Nah. I actually thought the same at first. I literally asked when this was first announced in the news if it wasn’t basically the same as Pokemon cards.
The problem is this. The company producing the Pokemon cards isn’t I hope actively providing a service to trade or resell them for monetary value based on rarity. Secondary markets exist for that but a first party Pokemon company market doesn’t exist for that.

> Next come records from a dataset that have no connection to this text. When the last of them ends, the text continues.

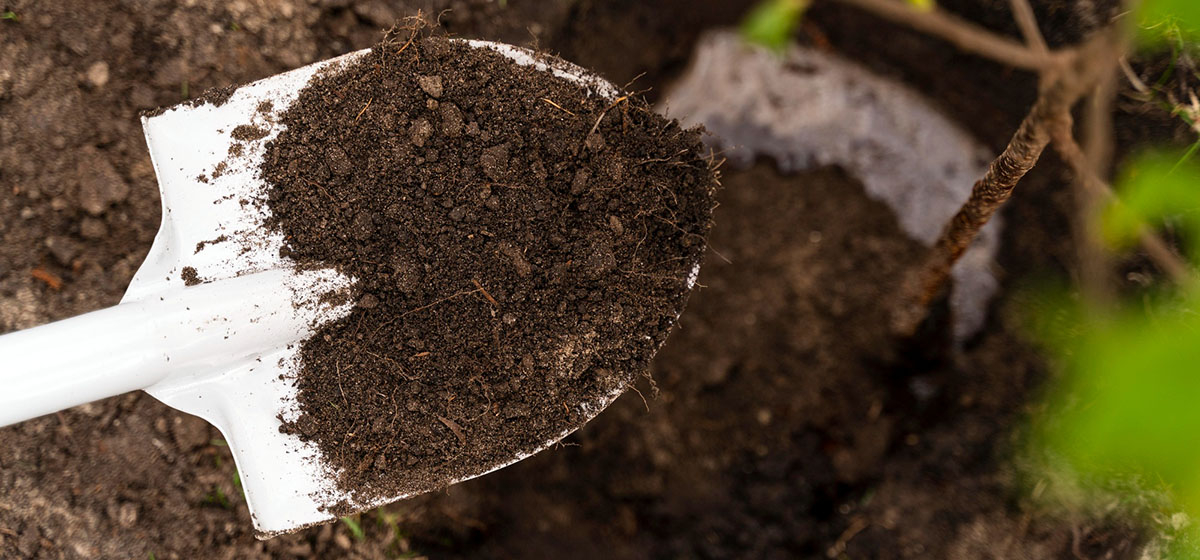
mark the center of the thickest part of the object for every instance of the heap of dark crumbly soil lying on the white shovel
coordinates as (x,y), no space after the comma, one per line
(521,250)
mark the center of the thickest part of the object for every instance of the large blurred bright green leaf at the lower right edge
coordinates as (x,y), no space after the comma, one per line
(1133,402)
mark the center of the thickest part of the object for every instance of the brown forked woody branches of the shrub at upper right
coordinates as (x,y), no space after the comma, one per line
(1066,76)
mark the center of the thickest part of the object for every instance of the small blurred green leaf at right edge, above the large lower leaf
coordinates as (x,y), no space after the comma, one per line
(1155,186)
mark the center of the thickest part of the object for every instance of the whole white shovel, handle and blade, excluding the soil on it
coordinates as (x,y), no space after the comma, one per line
(221,350)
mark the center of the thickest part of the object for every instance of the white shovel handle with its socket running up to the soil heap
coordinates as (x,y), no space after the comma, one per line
(173,338)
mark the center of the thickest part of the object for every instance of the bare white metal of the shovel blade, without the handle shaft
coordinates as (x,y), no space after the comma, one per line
(255,308)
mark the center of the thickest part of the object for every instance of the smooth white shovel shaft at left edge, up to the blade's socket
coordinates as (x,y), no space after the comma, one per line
(79,360)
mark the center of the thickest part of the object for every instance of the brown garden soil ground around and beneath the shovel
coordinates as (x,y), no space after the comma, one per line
(776,433)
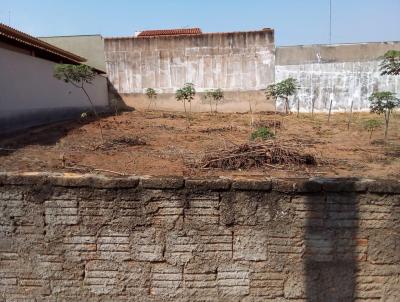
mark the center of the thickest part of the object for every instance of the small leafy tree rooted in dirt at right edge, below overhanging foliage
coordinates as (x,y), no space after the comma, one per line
(384,102)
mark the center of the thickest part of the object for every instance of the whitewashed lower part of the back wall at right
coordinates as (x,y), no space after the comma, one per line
(344,82)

This is where valve fucked up. They allow you to get a rare drop by chance, trade it for points, and use those points to buy something with real world value. It’s a lot more like pachinko than it is Pokemon cards or baseball cards.
Zetta@mander.xyz 3 weeks ago
Steam wallet funds expressly have no monetary value in the steam user agreement, and it explicitly states in the steam user agreement it’s against their tos to sell items off of their market. So they are covered. Second hand markets exist but it’s without valves support or consent, they aren’t breaking the law. A court can’t compel valve to restrict user freedom (trading digital items) because they don’t shut down websites that they have no ability to shut down.
atrielienz@lemmy.world 3 weeks ago
Zetta@mander.xyz 3 weeks ago
There is no evidence I have seen that Valve supports 3rd party market places, and like I said the steam user agreement explicitly forbids them. There is nothing illegal about their own market place.
atrielienz@lemmy.world 3 weeks ago
Valve makes you buy a key to open the loot boxes.
Valve then allows the contents of loot boxes to be traded for platform currency.
Unfortunately that platform currency has a real monetary value because it can be traded for real monetary goods because you can use it to buy a steam deck of other valve hardware.
It is this direct chain of events that make this illegal gambling because this is not something you can do with baseball cards or Pokemon cards.